ABSTRACT: The oxidative phosphorylation (OXPHOS) system localized in the inner mitochondrial membrane secures production of the majority of ATP in mammalian organisms. Individual OXPHOS complexes form supramolecular assemblies termed supercomplexes. The complexes are linked not only by their function but also by interdependence of individual complex biogenesis or maintenance. For instance, cytochrome c oxidase (cIV, COX) or cytochrome bc1 complex (cIII) deficiencies affect the level of fully assembled NADH dehydrogenase (cI) in monomeric as well as supercomplex forms. It was hypothesized that cI is affected at the level of enzyme assembly as well as at the level of cI stability and maintenance. However, the true nature of interdependency between cI and cIV is not fully understood yet. We used a HEK293 cellular model where the COX4 subunit was completely knocked out, serving as an ideal system to study interdependency of cI and cIV, as early phases of cIV assembly process are disrupted.

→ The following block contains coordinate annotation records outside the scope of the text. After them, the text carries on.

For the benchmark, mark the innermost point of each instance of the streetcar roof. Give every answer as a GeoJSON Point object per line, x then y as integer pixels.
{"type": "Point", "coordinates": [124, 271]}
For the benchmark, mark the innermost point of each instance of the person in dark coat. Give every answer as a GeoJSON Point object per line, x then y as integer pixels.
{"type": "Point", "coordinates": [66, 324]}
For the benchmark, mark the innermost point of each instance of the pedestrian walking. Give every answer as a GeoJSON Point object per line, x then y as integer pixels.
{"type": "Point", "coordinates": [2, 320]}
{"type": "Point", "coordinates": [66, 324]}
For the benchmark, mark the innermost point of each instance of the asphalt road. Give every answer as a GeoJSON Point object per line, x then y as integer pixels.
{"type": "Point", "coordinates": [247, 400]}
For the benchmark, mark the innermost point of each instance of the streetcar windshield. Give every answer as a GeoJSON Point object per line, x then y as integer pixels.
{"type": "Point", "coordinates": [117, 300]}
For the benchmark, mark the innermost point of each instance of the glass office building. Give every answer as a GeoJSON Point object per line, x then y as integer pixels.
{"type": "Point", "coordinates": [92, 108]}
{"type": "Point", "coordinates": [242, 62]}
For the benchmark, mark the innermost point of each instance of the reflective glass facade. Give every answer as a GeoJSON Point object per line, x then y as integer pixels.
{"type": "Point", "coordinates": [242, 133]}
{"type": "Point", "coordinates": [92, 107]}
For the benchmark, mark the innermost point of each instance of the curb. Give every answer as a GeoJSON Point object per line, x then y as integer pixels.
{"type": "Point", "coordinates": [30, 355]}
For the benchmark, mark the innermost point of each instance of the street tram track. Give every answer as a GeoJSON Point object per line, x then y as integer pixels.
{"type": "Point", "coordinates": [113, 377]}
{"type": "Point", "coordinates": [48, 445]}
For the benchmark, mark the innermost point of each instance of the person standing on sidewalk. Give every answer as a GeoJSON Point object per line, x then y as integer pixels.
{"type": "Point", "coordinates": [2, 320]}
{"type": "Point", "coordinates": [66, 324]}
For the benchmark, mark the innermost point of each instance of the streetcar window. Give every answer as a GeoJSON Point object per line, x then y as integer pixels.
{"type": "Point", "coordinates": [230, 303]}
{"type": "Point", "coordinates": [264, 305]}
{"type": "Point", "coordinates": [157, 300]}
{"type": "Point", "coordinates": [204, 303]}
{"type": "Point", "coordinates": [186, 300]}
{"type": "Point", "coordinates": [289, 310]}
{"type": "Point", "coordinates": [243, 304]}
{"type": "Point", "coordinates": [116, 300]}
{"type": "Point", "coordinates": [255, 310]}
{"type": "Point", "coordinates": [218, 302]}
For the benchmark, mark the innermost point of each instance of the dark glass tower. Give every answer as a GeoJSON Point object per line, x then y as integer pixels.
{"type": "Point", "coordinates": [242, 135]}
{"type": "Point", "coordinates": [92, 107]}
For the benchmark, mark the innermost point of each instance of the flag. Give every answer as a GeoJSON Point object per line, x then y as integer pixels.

Total absence of cIV was accompanied by profound deficiency of cI, documented by decrease in the levels of cI subunits and significantly reduced amount of assembled cI. Supercomplexes assembled from cI, cIII and cIV were missing in COX4 KO due to loss of cIV and decrease in cI amount. Pulse-chase metabolic labelling of mtDNA-encoded proteins uncovered a decrease in the translation of cIV and cI subunits. Moreover, partial impairment of mitochondrial protein synthesis correlated with decreased content of mitochondrial ribosomal proteins. In addition, complexome profiling revealed accumulation of cI assembly intermediates indicating that cI biogenesis, rather than stability, was the affected process. We propose, that impairment of mitochondrial protein synthesis caused by cIV deficiency represents one of the mechanisms which may couple biogenesis of cI and cIV.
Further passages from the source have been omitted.